The twinkle of a notion that I could write stories appeared long ago, and it all started in school with a J.R.R. Tolkien book in my high school English class. We were to read The Hobbit and then write a short story in Tolkien’s style. It was the very first time a class assignment was more than a regurgitation of rote facts and dates. It was also the first time I put imagination to pen. I wrote about an emerald-scaled dragon waiting for her egg to hatch. I’d been inspired so I really got into it. It’s amazing what a little inspiration can do for creativity.

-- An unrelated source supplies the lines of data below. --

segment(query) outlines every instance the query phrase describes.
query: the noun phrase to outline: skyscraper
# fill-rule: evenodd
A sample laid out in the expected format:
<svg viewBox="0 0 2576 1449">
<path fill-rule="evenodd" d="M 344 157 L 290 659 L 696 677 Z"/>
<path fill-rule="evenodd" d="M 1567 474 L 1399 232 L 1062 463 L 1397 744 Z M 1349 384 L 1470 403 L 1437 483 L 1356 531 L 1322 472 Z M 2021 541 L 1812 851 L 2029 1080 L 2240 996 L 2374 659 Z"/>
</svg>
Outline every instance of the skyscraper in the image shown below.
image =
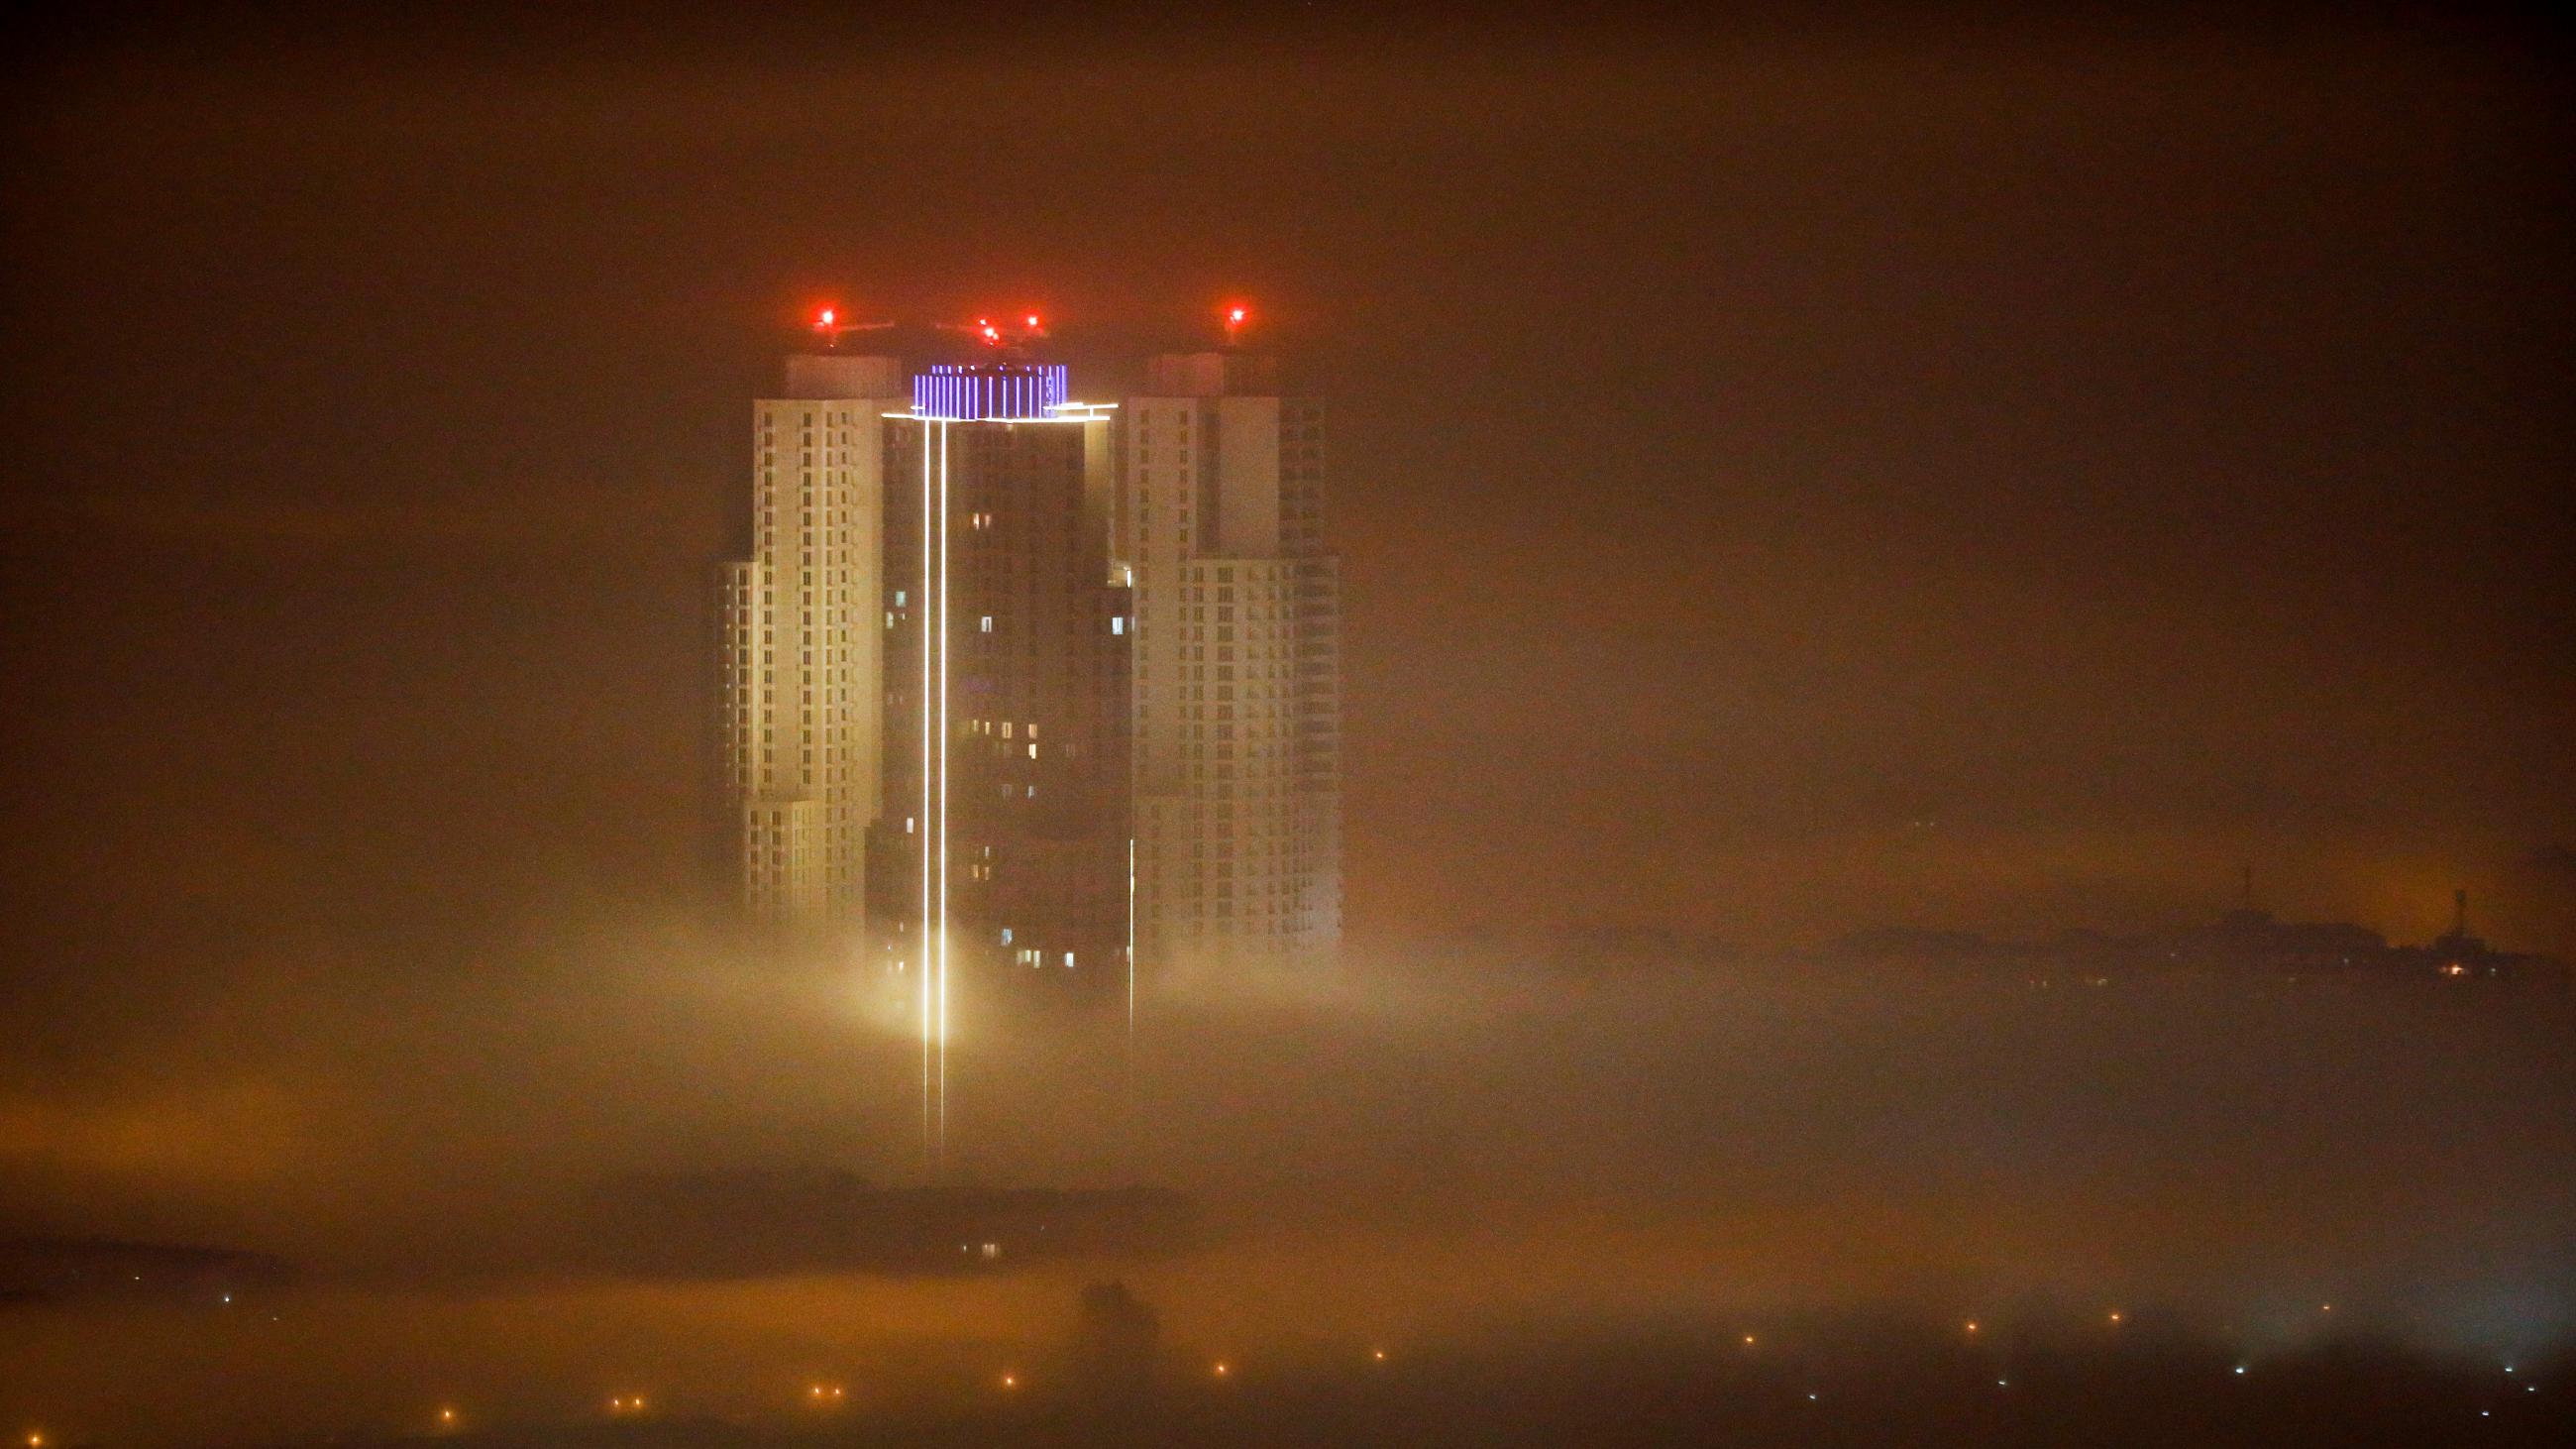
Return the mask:
<svg viewBox="0 0 2576 1449">
<path fill-rule="evenodd" d="M 863 923 L 880 790 L 883 414 L 909 405 L 888 357 L 804 356 L 752 404 L 744 557 L 716 581 L 718 829 L 736 897 L 807 938 Z"/>
<path fill-rule="evenodd" d="M 1341 934 L 1341 579 L 1323 408 L 1274 359 L 1166 355 L 1123 409 L 1136 945 L 1312 960 Z"/>
<path fill-rule="evenodd" d="M 973 363 L 800 357 L 723 572 L 742 903 L 951 967 L 1132 983 L 1341 930 L 1323 417 L 1274 360 L 1157 357 L 1120 406 L 993 329 Z M 1034 319 L 1025 343 L 1042 335 Z"/>
<path fill-rule="evenodd" d="M 918 374 L 887 423 L 870 910 L 934 992 L 985 967 L 1128 979 L 1114 411 L 1068 403 L 1061 366 L 996 357 Z"/>
</svg>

The next day, the teacher held me back after class to praise my story one on one. She asked if she could keep it or have a copy. Of course I said yes to her keeping it. In the days before Xerox, I wasn’t about to write it all out again! She left me with this thought. “You’re good enough to be published one day.” I shelved that idea for fourteen years before I took her compliment to heart. And with disappointment, I tabled it again as an impossible undertaking when manuscripts sent didn’t get a nibble. That was nineteen years ago. All told this trip has taken 38 years. I’m glad I tried again and was successful, but wish I’d started sooner. It’s not for the reason you might think.
I’ve long determined there aren’t enough hours in the day to accomplish the often overwhelming pile of things authors have to do to establish a solid footing in the publishing world. Years ago, the only thing an author needed to do was write a book and send the manuscript to a publisher. If they accepted it, the publisher did all the work and that included promoting.

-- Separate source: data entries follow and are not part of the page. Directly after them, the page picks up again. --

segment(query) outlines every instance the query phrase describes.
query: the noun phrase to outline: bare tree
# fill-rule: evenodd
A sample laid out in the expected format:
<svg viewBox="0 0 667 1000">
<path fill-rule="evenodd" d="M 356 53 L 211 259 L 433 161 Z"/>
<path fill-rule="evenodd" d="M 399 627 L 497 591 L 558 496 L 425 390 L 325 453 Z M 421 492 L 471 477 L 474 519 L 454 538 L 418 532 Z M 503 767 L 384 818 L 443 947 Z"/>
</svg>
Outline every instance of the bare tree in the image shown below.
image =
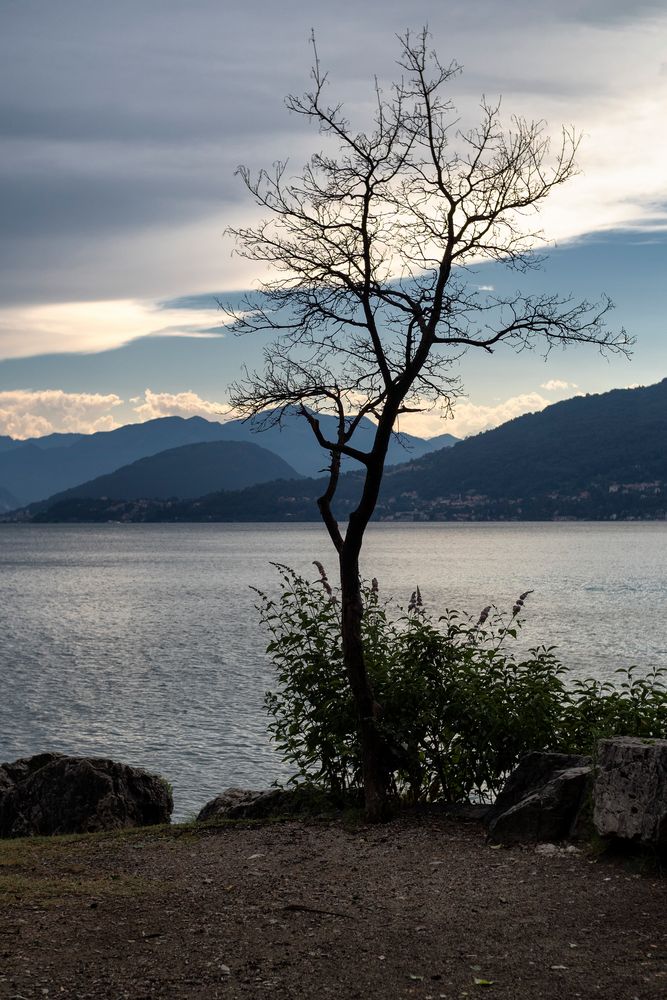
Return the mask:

It’s not enough now to simply write the book. You have to put on hats! Of course you must wear the writer’s hat, but there’s also the publicist’s trunk full of hats to wear — the blogger hat, social media hat, and the webmaster hat. Then we have the personal assistant’s hat and all the smaller hats that go with it. If you self-publish, there’s far more than one publisher’s hat to wear! There are days when i feel buried under hats. lol
The publishing world is the vertical slope. To make a success in his business is metaphorically like climbing K2. It’s not impossible, but boy it’s not easy with that column of hats balanced on your head!